I had so much basil growing in my garden this summer, here is my solution to saving my long summer effort keeping it alive .
Fresh basil can be from your garden or simply plucked from a booth at your local farmer’s market.
These appetizers can be a quick fix for a any given party, or use them as a quick meal for a busy day.
The pesto can be made ahead and stored until the day of your event. Here’s a quick and easy recipe and several ideas to get you started.
Grilled Halloumi with Pesto Sandwich
Choose a great bread to use on this sandwich, I chose sourdough.
Butter both slices, add the pesto to one side, and add Halloumi cheese on top of pesto.
Add second layer and place on grill pan or frying pan until bread toasts up.

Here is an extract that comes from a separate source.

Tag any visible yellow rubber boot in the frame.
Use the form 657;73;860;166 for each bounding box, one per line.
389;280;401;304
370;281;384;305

(Halloumi is found in all cheese sections of your local supermarket. Look for a grilling cheese label.)
I used Mt. Vikos brand.
Avocado-Pesto Salad Dressing
In the blender add 2 tablespoons pesto, 1/2 avocado, 1/4 cup red wine vinegar, 1/2 cup extra-virgin olive oil,
a pinch of salt and pepper., and a splash of fresh lemon juice. Blend and serve.
Deviled Eggs with Pesto
Boy, are these delicious!
Boil your eggs and cool. Remove the yolk and place in a bowl. To each egg you use add:
1 teaspoon pesto, 1 Tablespoon of Greek yogurt, a squeeze of fresh lemon juice, pinch of salt and pepper.
Mix together nicely and add to your egg white. (optional: add a little lemon zest on top)
Fresh Pesto Three Ways
- 2 cups fresh basil leaves
- 1/4 cup pine nuts
- 4-5 garlic cloves
- 1/4 teaspoon salt
- 1 tablespoon fresh lemon juice
- 2 tablespoons extra-virgin olive oil
- 1/4 cup freshly grated Parmesan cheese
- Place all ingredients except cheese in a food processor.
- Blend until smooth.
- Place in a small bowl and stir in the cheese.
- Serve or refrigerate for up to 3 days.